QUESTIONS THAT AROSE REGARDING STORY CONTINUITY AND OTHER DETAILS:
- Why wasn’t the transformation of Na Wang-sik into Chun Woo-bin shown in detail? Is it even believable that a man as fat and jolly as Tae Hang-ho become as thin and stoic as Choi Jin-hyuk in a matter of two months without repercussions or health consequences?
- Why didn’t the writers develop the possible love story between Chun Woo-bin and Empress Sunny?
WILL I RECOMMEND IT? NO
WHY? It had too many suspicions and theories, and useless controversies that cropped up late in the story due to added characters and consequences that the whole thing just became blah. In Filipino, saksak sarado ng panlasa, nawalan tuloy ng sarap.

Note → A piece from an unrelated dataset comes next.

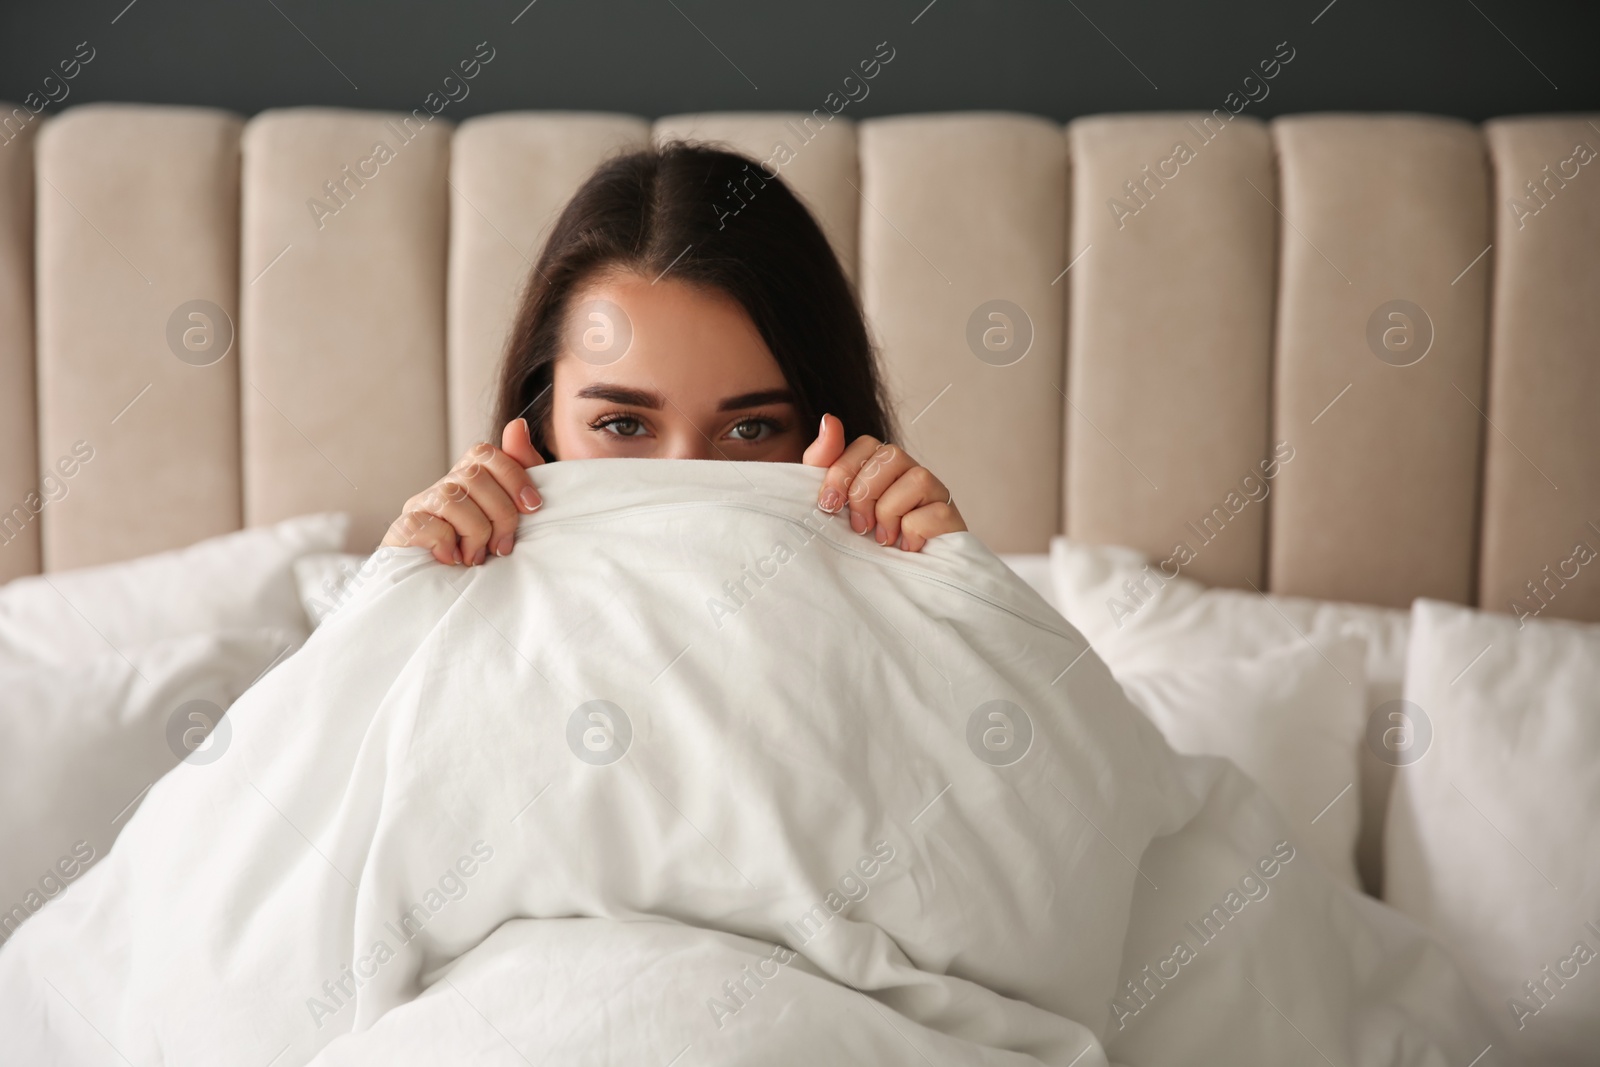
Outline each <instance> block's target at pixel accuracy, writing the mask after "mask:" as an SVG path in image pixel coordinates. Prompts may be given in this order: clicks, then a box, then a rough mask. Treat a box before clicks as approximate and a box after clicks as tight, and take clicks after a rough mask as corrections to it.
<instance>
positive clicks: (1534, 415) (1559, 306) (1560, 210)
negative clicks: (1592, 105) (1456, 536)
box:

Disclaimer: I am not an expert in film or Korean culture. In fact, I only started watching KDrama in 2016 and have just 48 completed shows under my belt. My writings are my own opinion and not the opinion of the majority. I enjoy shows that a lot of people don’t seem to like, and I dislike a lot of shows that are tagged as “Must Watch”. There are exceptions, of course. My point is, don’t blame the commentator.